Last week the pentagon released its tally of Iraqis who have been killed in violence that took place between the dates of January 2004 and August of 2008. Their estimate of around 77,000 being killed is only the latest in a number of casualty counts over the past few years. Among these various reports are great disparities.
As the New york Times reports,
The American data tallied 76,939 Iraqi security service members and civilians killed and 121,649 wounded between January 2004 and August 2008. The count shows that 3,952 American and other international troops were killed over the same period.
Iraq’s Ministry of Human Rights has compiled a figure for roughly the same time period that is 10,000 more then the Pentagon’s tally. When asked to comment on the U.S. tally, the ministry declined to give an answer to reporters.
These varied numbers highlight that calculating deaths in Iraq can be a complicated ordeal, which may often turn political. For instance figures often do not contain the number of militants/insurgents who have been killed. In Afghanistan, another war in which insurgents figure into the equation, the U.S. military stopped releasing the death tolls of insurgents in 2009, citing that it was “irrelevant.” In this most recent tally of casualties in Iraq, there has been no mention from the Pentagon as to who or what the count may leave out.
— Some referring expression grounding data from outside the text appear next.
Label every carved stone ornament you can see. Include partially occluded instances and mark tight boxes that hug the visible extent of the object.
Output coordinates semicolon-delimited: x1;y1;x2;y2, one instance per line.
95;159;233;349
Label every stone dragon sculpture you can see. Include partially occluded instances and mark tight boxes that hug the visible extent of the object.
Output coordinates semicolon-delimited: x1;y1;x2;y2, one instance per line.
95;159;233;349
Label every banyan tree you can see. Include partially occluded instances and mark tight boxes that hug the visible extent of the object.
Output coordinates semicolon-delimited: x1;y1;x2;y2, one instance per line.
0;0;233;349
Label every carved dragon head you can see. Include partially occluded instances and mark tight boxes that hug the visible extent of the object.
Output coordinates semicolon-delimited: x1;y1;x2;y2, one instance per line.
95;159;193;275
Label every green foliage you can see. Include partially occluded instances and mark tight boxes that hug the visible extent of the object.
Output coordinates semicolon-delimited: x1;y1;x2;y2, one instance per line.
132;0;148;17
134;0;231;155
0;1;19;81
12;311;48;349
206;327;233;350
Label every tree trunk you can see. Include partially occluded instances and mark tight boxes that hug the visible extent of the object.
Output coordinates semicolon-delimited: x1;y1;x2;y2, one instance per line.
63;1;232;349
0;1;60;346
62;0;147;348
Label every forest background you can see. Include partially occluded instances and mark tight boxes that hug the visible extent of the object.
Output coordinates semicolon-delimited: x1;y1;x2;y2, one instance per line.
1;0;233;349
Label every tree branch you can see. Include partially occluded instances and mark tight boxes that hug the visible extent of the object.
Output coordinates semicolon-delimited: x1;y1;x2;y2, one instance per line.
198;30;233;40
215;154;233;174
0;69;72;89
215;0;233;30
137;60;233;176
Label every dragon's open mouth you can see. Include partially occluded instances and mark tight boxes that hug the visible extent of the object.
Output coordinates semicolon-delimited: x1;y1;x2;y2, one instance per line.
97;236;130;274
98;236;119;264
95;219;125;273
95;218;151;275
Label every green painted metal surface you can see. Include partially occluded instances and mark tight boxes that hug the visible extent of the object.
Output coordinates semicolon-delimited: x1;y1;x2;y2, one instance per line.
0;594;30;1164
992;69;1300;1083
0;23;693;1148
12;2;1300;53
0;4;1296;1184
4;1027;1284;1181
Perhaps the most politicized and critiqued studies of Iraq’s war casualties have resulted from what is called “Conflict Epidemiology.” Such reports have been released on Iraq since 2004 by various different Non-Governmental-Organizations. The basic premise is that a team of scientists go into a conflict zone and conduct surveys at random points on the map, and using scientific methods, determine casualty figures. This new way of conducting casualty tallies, as opposed to relying on government reports fed to journalists, was successful, and even more importantly, rather reliable in it’s tallies of war dead. One of the first places that this new method was tested was in 1999 in the Democratic Republic of Congo, whose civil war was ravaging the countryside. The scientists figures greatly outnumbered anything that had been released before. Where many had estimated that around 50,000 had died, these new figures pushed towards as many as 1.7 million deaths. These numbers even pushed governments into action in the DRC, including the the U.S., who greatly increased it’s aid to the country.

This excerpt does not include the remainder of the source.